Reduced Basis Kriging for Big Spatial Fields

TL;DR

This paper introduces a computationally efficient method for spatial prediction in large Gaussian random fields by combining fixed rank kriging with sparse matrix techniques, enabling faster processing without sacrificing accuracy.

Contribution

It develops a novel approach that enhances fixed rank kriging using restricted maximum likelihood and sparse matrices for better efficiency on big spatial datasets.

Findings

Achieves faster computation with maintained prediction accuracy.

Successfully applied to large climate datasets with excellent results.

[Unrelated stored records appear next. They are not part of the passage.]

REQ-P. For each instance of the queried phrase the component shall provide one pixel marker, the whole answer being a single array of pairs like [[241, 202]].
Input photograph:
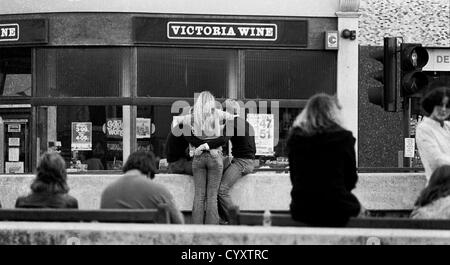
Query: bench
[[285, 219], [74, 215]]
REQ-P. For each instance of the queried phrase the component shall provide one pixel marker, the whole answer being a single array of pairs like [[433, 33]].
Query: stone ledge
[[258, 191], [30, 233]]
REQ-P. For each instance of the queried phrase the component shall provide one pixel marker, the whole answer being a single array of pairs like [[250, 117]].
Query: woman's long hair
[[204, 108], [51, 175], [438, 187], [321, 114]]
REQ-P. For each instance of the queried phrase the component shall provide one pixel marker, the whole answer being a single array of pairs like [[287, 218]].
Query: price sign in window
[[81, 136], [263, 125]]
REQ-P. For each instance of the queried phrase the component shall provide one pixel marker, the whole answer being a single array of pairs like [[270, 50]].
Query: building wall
[[417, 21]]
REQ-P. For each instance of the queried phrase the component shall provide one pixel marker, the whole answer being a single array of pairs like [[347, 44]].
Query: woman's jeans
[[207, 169]]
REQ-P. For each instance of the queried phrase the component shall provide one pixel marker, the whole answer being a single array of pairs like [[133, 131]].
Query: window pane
[[160, 118], [175, 72], [87, 135], [289, 74], [15, 72], [78, 72]]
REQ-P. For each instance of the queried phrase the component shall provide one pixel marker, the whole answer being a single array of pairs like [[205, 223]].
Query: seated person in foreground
[[322, 165], [177, 154], [434, 200], [136, 190], [49, 189]]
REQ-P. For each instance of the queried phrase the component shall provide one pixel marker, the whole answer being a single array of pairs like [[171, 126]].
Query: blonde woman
[[322, 165], [206, 122]]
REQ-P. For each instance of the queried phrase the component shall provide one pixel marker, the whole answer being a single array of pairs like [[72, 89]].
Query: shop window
[[15, 72], [152, 128], [289, 74], [177, 72], [79, 72], [88, 137]]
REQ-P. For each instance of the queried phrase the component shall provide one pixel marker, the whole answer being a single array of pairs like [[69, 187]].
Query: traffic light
[[385, 94], [413, 58]]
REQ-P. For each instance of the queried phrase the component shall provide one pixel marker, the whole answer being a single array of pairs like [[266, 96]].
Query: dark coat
[[323, 173]]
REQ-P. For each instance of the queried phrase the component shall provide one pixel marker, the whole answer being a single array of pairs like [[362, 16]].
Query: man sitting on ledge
[[136, 190]]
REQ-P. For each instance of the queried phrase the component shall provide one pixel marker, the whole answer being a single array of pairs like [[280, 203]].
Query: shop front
[[96, 86]]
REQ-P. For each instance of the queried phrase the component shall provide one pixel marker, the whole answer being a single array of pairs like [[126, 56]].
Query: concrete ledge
[[259, 191], [28, 233]]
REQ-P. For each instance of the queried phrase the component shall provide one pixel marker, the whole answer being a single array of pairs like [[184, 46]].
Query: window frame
[[128, 98]]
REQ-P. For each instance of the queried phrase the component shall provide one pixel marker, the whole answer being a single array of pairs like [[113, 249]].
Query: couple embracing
[[206, 129]]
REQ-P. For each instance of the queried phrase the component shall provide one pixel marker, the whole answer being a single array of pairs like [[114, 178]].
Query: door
[[16, 152]]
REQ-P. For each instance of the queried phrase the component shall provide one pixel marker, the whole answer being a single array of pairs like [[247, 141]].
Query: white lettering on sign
[[439, 60], [9, 32], [221, 31]]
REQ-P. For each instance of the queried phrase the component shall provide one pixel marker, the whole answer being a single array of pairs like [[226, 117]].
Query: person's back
[[133, 191], [47, 200], [49, 189], [323, 177]]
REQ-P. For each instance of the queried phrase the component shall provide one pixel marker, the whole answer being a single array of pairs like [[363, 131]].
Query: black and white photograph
[[225, 128]]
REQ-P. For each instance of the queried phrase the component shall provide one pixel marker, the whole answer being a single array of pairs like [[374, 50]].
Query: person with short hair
[[243, 150], [433, 132], [137, 190], [49, 189], [434, 200], [322, 165]]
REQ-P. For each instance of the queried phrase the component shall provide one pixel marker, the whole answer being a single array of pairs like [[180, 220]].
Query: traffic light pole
[[406, 118]]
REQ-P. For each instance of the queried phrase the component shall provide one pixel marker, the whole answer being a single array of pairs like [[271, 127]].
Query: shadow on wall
[[379, 132]]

Provides a scalable solution for spatial prediction in big data contexts.

Abstract

In spatial statistics, a common method for prediction over a Gaussian random field (GRF) is maximum likelihood estimation combined with kriging. For massive data sets, kriging is computationally intensive, both in terms of CPU time and memory, and so fixed rank kriging has been proposed as a solution. The method however still involves operations on large matrices, so we develop an alteration to this method by utilizing the approximations made in fixed rank kriging combined with restricted maximum likelihood estimation and sparse matrix methodology. Experiments show that our methodology can provide additional gains in computational efficiency over fixed-rank kriging without loss of accuracy in prediction. The methodology is applied to climate data archived by the United States National Climate Data Center, with very good results.